O que é incrível é que, de acordo com as lições que a História nos deixou, nem mesmo antes dos alvores da nacionalidade, quando ainda nos confrontávamos com outras pessoas de outras origens que então nos dominavam politicamente e civilizacionalmente, os nossos antepassados que aqui viviam nesse longo período de gestação da identidade colectiva souberam acolhê-los, assimilando até, dessa convivência, a sabedoria e as conveniências possíveis de que ainda hoje, nove, dez, onze séculos mais tarde, mantemos vestígios e marcas culturais bem patentes.
Do modo ainda mais evidente, é também absolutamente óbvio para todos nós que se, depois de completada a definição das nossas fronteiras, não tivessem os nossos governantes e os nossos heróis, durante o momento histórico da Expansão portuguesa, buscado expressamente outros horizontes e outros identidades, outros homens e mulheres, com costumes e perfis completamente diferentes dos que levámos na extensa Viagem, não seríamos hoje o que hoje somos.

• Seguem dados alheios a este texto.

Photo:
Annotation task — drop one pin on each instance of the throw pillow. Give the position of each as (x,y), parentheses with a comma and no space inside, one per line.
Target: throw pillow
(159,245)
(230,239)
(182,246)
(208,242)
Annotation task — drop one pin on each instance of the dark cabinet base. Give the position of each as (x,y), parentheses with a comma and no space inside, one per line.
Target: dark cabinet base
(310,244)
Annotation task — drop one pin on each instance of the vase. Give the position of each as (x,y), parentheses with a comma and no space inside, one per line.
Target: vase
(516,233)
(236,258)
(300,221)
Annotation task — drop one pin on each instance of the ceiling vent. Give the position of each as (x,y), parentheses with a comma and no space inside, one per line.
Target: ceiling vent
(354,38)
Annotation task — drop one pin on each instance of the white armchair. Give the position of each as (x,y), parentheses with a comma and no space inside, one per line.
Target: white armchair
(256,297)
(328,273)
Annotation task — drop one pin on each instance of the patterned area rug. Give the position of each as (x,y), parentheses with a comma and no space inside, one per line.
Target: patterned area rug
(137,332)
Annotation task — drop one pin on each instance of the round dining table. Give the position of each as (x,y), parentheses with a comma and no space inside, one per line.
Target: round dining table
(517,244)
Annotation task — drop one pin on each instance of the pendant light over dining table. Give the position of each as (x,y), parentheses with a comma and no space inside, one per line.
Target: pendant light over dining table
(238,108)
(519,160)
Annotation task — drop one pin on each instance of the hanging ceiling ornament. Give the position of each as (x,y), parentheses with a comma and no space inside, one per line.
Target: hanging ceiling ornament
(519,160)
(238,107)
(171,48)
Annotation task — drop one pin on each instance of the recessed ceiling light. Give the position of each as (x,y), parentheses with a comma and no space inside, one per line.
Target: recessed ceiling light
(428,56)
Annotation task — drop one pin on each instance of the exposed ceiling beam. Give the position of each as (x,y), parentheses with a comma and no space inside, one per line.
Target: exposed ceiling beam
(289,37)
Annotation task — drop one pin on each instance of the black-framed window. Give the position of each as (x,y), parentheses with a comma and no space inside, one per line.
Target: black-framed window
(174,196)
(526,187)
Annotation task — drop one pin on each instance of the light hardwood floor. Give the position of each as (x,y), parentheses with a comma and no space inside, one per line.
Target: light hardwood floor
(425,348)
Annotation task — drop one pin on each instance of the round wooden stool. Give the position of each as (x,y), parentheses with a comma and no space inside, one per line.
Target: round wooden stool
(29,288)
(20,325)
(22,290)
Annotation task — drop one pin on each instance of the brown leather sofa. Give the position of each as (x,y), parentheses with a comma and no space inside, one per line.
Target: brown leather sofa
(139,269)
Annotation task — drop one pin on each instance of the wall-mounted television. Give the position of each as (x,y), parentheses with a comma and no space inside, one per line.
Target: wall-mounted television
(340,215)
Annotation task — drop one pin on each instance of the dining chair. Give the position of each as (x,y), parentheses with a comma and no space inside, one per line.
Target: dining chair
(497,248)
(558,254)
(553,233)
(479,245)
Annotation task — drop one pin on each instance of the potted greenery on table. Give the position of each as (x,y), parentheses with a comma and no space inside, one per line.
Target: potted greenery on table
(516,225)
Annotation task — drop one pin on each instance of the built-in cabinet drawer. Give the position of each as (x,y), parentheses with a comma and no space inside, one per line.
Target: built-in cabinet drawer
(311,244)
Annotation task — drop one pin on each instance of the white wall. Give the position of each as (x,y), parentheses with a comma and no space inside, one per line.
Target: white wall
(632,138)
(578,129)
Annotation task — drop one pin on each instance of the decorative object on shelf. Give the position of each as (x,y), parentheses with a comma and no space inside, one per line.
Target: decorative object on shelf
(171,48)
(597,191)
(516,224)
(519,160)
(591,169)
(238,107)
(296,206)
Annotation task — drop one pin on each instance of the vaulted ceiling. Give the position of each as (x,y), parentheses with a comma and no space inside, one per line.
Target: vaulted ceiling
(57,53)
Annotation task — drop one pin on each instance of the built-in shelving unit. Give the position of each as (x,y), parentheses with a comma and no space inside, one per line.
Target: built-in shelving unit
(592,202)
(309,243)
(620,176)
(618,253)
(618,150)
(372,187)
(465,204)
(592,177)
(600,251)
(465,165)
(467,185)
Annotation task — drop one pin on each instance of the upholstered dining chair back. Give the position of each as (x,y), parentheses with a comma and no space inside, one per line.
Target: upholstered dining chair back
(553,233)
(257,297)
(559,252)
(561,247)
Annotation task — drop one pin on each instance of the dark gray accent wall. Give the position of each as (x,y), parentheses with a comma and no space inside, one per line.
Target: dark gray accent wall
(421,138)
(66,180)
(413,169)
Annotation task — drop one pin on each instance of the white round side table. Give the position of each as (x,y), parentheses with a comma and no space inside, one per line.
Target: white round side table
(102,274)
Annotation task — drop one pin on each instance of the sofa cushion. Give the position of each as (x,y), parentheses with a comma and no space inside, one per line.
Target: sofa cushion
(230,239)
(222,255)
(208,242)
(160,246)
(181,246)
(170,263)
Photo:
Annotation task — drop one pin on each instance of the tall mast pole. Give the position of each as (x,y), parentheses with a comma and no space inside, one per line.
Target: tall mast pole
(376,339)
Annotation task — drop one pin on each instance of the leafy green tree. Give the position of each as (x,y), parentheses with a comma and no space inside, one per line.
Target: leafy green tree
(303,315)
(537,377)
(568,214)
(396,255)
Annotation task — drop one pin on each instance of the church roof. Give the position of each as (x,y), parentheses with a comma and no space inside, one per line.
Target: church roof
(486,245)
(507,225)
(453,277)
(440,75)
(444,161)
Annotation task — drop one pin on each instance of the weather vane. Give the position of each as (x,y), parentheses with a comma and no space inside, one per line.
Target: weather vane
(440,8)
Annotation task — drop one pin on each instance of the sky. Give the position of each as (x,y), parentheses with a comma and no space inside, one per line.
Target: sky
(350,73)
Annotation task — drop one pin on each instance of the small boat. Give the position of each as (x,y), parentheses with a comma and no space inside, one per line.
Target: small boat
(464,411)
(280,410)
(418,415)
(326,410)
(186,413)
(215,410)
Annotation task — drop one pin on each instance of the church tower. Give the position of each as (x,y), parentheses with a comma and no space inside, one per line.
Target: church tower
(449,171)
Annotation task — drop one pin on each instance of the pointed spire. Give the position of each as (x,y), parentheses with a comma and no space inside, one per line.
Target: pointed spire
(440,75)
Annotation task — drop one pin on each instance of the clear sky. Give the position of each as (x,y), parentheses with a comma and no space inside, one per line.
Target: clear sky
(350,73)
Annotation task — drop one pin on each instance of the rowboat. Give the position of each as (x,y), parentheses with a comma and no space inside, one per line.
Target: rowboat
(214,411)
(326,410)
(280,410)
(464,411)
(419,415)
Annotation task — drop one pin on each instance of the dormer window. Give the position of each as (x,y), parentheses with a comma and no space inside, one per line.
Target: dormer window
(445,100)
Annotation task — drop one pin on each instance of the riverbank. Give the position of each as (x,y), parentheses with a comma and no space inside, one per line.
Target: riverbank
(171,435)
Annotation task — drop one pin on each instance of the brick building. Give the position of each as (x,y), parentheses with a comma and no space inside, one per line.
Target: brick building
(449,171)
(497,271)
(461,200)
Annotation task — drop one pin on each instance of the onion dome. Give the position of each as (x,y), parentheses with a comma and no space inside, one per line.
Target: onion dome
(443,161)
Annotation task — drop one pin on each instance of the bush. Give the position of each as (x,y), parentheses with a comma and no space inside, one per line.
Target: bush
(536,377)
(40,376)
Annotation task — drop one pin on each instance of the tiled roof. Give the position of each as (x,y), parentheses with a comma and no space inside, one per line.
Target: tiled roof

Bem podem agora oportunistas ou demagogos de todos os quadrantes e naturezas vir com as teorias esdrúxulas que quiserem, para se tentarem aproveitar das tristes circunstâncias que a espuma dos dias infelizmente lhes concede... De nada lhes servirá. Eles não conseguirão entortar a Grande História que, afinal, nos determina a todos: se o caminho comum dos portugueses tivesse sido o exclusivismo, da xenofobia ou do racismo, este país não seria este país.
Por outro lado, além desses populistas sem pudor, também é tempo de serem naturalmente identificáveis e isolados e punidos de vez, sem dó, os marginais que, nas curtas franjas da poderosa corrente inclusivista comum, lhes tomam boleia daquelas vergonhosas ideias passando a miseráveis práticas de coacção e violência, se ousarem prosseguir as suas indecorosas bravatas numa viagem de metro, num ajuntamento político ou num estádio de futebol qualquer. Em todo o caso, que não nos venham, outros, com histórias: se, evidentemente, estamos juntos com Marega, nós não esquecemos do que, muito antes, aconteceu com Mantorras, nem do que fizeram a Nélson Semedo, nem do que disseram de Renato, por exemplo."